O deputado Dermilson Chagas (PDT) criticou a forma como o presidente da ALE-AM conduziu o debate. “Infelizmente, não há uma maturidade da presidência da ALE-AM em envolver os demais deputados, e os novatos, nessas discussões. Por que o recurso não pode sair do TCE, que exibe sua folga no orçamento? O presidente (Josué Filho) daquele órgão veio aqui e declarou que tinha bala na agulha”, apontou.  

Em números

R$ 10,5 Milhões

É a estimativa de aumento do orçamento da ALE-AM para 2016. Deste total, 0,1% - R$ 7 milhões, virá do repasse que a Casa Legislativa dava ao TJ-AM. O restante - 0,05 -  virá do Estado. O socorro do Estado, em reais, será de R$ 3,5 milhões.

Personagem: Deputado José Ricardo

“Deveria retirar do TCE”

O único deputado a votar contrário a emenda que reduziu do orçamento do Tribunal de Justiça do Amazonas (TJ-AM) R$ 7 milhões e do Estado R$ 3,5 milhões, que será destinado a partir de 2016 à ALE-AM, foi José Ricardo (PT).
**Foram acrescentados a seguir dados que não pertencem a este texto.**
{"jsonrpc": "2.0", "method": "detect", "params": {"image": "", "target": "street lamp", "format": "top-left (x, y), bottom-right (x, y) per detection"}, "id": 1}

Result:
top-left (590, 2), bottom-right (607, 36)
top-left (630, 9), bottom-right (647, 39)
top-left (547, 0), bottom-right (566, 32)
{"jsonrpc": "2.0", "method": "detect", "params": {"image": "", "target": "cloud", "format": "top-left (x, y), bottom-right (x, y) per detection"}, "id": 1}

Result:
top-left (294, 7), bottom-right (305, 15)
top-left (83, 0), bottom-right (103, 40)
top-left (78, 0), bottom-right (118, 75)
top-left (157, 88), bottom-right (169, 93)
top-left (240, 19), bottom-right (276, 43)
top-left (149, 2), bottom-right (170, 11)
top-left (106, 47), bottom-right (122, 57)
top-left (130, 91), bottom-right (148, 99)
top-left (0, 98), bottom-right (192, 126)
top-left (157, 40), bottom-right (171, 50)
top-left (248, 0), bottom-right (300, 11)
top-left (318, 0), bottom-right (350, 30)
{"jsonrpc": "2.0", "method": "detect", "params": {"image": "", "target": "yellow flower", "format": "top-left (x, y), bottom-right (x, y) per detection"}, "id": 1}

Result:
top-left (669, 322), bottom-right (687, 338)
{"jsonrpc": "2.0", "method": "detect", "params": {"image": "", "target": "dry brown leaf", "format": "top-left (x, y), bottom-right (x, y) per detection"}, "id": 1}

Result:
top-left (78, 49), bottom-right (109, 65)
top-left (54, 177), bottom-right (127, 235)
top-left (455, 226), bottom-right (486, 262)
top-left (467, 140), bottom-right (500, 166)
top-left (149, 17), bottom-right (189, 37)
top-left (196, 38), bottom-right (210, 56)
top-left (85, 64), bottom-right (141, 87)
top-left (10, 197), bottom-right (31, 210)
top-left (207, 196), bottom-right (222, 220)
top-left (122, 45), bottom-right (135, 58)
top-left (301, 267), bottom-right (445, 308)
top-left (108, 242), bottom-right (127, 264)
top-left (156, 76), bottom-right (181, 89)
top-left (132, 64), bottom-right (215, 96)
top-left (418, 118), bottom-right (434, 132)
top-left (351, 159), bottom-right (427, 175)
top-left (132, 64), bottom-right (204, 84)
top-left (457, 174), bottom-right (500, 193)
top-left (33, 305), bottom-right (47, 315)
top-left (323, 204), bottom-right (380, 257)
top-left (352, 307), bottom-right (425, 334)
“Eu continuo não concordando com o corte no orçamento do Judiciário. Eu acho que o recurso do Judiciário deveria ser mantido e investido no que foi prometido (pelos desembargadores), que é a interiorização da Justiça. Segundo que, nesta nova emenda tivemos um agravante: o governador (José Melo) resolveu tirar recursos do Estado, que poderia ir para a saúde, à educação e à segurança e repassar para a ALE-AM, deveria ser o contrário. A ALE-AM é que deveria abrir mão de mais para repassar ao Governo, já que este tem muitos compromissos. E outra: deveria retirar recursos do TCE, que possui R$ 70 milhões sobrando, pelo amor de Deus”, avaliou o deputado.